The cis/trans fissure between us, in my mind, broke down over time. On the subject of countertransference and being the object of feminized projections, she once said, “We certainly have different life experiences, but for me, there’s something particular about having grown up with all sorts of gendered projections being put onto me, and then coming to work, and having people project their gendered stuff onto me hour after hour, day after day.” The wound prepares you for its future contours. And in terms of our relationship, I started to see that difference between women doesn’t have to mean distance between women. She started to feel less far away.
The cure for hysteria, the softening of how the world hardens transsexuals, and perhaps even the formation of an analyst thus lies in the steady acceptance of disjuncture; your words, my body, your gaze, my voice. We splinter towards a new becoming. Perhaps what I learned from her was to gaze not in search of a totality, a fantasy of capturing a patient as diagnostically whole at any given moment, but a gaze that stares beyond and through these mirages into the vicissitudes of speech, affect, sex, and discordance. Transsexually speaking, there is really no going back once you glimpse this beyond, that a life beyond these mythologized totalities is possible. This very lack in everything we hold up to the light, it makes good sex and sexuation possible. Every diagnostic fails, every image falls. We are left with but a kernel, a vanishing point where our desire catches only the imprint of an ember.
We more recently exchanged emails. I was frustrated and on a roll, trying to pinpoint where exactly transness might reside on the level of fundamental fantasy. “I think you're right that the fundamental fantasy is one of being objectified correctly,” she wrote back, “—and, the thing about fundamental fantasies is that they get traversed. It is impossible to be signified correctly, and something of traversing the fantasy means realizing you can be any sort of subject you want to be, whatever's happening in the other's gaze.” I think my initial impression of her was correct. In working with her gazeless gaze week after week, year after year, I found a resting place, in my subjecthood, in my position as an analyst: That I can keep on being, keep on desiring, keep on throwing words together and letting them break apart when they will.
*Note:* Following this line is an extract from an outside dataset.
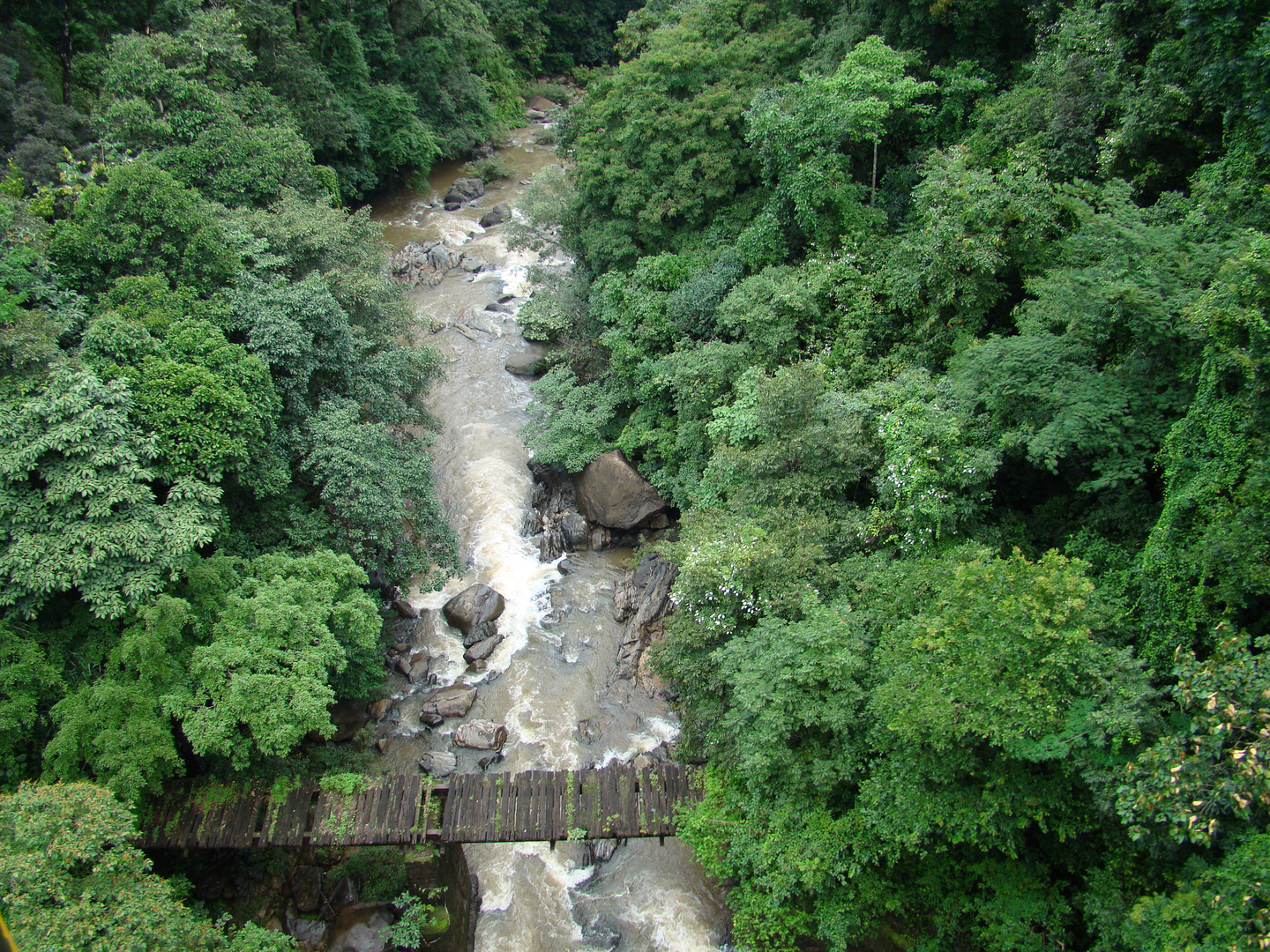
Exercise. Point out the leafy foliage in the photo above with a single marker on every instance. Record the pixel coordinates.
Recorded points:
(72, 881)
There is a grief in mourning an ideal—of being a perfect woman, a perfect analyst—and a freedom in moving beyond its confines.
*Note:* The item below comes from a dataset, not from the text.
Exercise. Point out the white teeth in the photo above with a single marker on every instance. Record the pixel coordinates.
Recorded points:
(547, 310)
A lesson in castration: As a pure articulation of the function of the analyst, receiving—within the confines and limits of each person who takes up the semblance of the analyst—is what we do. For a long time, there was much I had to say to her. Reduced to the pure nothing of this function, as we approached our end, she suddenly seemed to be only and exactly what she started as: Who I needed her to be. Her gift was this pure nothing—an ethical holding, but never too tightly, a transmission of the love which bears witness in the analytic act.